Download or read book Oral History and Photography written by A. Freund and published by Springer. This book was released on 2011-10-24 with total page 442 pages. Available in PDF, EPUB and Kindle. Book excerpt: This book collects original research essays to explore the diverse uses of photographs and photography in oral history, from the use of photos as memory triggers to their deployment in the telling of life stories. The book's contributors include both oral historians and photography scholars and critics.

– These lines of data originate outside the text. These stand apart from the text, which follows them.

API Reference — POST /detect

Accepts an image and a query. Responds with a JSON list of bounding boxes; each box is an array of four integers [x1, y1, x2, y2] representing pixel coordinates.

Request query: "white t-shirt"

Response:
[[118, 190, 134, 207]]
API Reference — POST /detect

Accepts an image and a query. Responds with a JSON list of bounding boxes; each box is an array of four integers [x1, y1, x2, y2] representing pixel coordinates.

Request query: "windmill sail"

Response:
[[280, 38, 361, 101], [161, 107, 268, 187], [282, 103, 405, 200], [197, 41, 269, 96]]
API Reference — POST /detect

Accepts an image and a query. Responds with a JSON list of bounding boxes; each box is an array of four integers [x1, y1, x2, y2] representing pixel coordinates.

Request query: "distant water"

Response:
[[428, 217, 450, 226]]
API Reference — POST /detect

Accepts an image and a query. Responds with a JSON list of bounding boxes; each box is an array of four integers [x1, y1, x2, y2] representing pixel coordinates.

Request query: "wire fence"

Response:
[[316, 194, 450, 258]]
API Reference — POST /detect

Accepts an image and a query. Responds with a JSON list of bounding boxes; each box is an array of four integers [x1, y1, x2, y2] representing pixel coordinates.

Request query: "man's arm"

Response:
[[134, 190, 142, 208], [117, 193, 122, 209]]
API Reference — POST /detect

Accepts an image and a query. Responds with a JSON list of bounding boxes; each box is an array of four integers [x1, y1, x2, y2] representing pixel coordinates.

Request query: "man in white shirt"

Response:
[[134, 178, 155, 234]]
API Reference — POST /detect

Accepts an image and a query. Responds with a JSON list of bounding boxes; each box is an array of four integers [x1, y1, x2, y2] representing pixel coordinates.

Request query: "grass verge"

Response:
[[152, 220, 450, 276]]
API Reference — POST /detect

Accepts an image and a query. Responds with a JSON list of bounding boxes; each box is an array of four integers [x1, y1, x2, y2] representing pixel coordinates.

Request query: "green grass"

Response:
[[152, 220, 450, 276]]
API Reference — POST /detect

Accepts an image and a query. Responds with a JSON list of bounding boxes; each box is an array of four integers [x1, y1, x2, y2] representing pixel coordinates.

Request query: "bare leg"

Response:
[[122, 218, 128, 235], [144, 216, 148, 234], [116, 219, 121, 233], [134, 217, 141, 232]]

Download or read book The Postcolonial Eye written by Alison Ravenscroft and published by Routledge. This book was released on 2016-03-03 with total page 194 pages. Available in PDF, EPUB and Kindle. Book excerpt: Informed by theories of the visual, knowledge and desire, The Postcolonial Eye is about the 'eye' and the 'I' in contemporary Australian scenes of race. Specifically, it is about seeing, where vision is taken to be subjective and shaped by desire, and about knowing one another across the cultural divide between white and Indigenous Australia. Writing against current moves to erase this divide and to obscure difference, Alison Ravenscroft stresses that modern Indigenous cultures can be profoundly, even bewilderingly, strange and at times unknowable within the terms of 'white' cultural forms. She argues for a different ethics of looking, in particular, for aesthetic practices that allow Indigenous cultural products, especially in the literary arts, to retain their strangeness in the eyes of a white subject. The specificity of her subject matter allows Ravenscroft to deal with the broad issues of postcolonial theory and race and ethnicity without generalising. This specificity is made visible in, for example, Ravenscroft's treatment of the figuring of white desire in Aboriginal fiction, film and life-stories, and in her treatment of contemporary Indigenous cultural practices. While it is located in Australian Studies, Ravenscroft's book, in its rigorous interrogation of the dynamics of race and whiteness and engagement with European and American literature and criticism, has far-reaching implications for understanding the important question of race and vision.